Ms. West served and was chairperson of the Texas UIL Music Selection Committee and has presented seminars for many school districts, universities, TMEA, Arkansas MEA, and TBA. She is a member of TMEA and TBA, and is an active adjudicator and clinician.
Marion would like to thank her puppies, Elizabeth and Anna, for their patience and subdivided devotion! Since she has no family in Texas, Marion’s friends have been a cornerstone of her career, and she wants to thank Harriett Sigmon, Jim McGahee, Denis Kidwell, Tye Ann Payne, Robin Moffett, Gloria Ramirez, John Alstrin, Randy Phillips, Gregg Rinehart, Steve Madsen, Van Mathews, Scott McAdow, Karen King, Debby Johnson, Fernando Medina, Scott Taylor, Joshua Blankenship, Katie Ziere, Michael Brashear, Ramsey MacDonald, Brad Huneycutt, David Bertman, Mary Ellen Cavitt, John Benzer, Tom Bennett, Richard Crain, and Eddie Green.
Marion also thanks and appreciates her sister, Mary Louise Skye Watters, for her love and support. Mary bought beautiful clothes for Marion when she was a small girl, took her to Tulsa to see the world, bought her wonderful things during high school and college, and bought Marion a car during graduate school. Marion loves her sister and her sister’s family very much. Mary’s husband, Gilbert Watters, bought Marion her step up saxophone, a Selmer Mark VI, while she was in college. Since Marion’s father, also named Marion West, died when Marion was a sophomore in college, her two sisters and one brother stepped in to provide Marion things that a music major in college needs, including frequent care packages. She will forever be grateful for their love. Mary is her only surviving sibling and at 84 years, is a lovely and healthy person. She was listed as one of the Fifty Elders in Oklahoma by AARP, and she has received many awards during her life.

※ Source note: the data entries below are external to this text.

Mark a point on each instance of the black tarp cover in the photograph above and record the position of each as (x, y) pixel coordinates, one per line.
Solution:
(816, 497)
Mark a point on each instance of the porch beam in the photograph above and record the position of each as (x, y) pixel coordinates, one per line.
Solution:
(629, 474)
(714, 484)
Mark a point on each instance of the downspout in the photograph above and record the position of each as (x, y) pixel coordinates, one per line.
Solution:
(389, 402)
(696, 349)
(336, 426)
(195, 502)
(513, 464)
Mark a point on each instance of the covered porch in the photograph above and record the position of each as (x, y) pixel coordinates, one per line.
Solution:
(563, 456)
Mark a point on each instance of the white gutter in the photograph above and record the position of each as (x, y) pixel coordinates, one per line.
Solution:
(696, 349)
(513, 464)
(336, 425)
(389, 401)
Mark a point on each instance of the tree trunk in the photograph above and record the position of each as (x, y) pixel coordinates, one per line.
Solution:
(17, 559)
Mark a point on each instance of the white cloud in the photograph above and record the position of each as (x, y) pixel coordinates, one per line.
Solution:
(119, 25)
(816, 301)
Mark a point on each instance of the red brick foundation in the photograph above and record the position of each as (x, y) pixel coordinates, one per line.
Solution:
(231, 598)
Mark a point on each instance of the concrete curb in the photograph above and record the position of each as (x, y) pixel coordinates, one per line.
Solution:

Marion retired from the Richardson ISD after well over thirty years of incredible success in teaching band and providing life changing experiences for her students. Since then, she is continuing her life long quest of learning at the Moores School of Music, the University of Houston, as an associate director under the direction of her friend and colleague, David Bertman. At the Moores School of Music, Marion and David are striving to continue the great work of their predecessors Eddie Green and Tom Bennett. Marion conducts and assists with the ensembles as well as taking an active role in the teaching of instrumental pedagogy. As always, she mentors students and staff alike. Marion’s teaching style is a unique combination of her own life experiences; she wants to help the world, one future band director at a time.
Ms. West would like to thank her past and present students for always reminding her that she needed to change and learn throughout her life. The humanity and love of all those students gave Marion a purpose and challenge to continue learning about the universe. Marion would like to thank TBA, Phi Beta Mu, and the Hall of Fame committee for this honor. It was unexpected but appreciated as a true honor.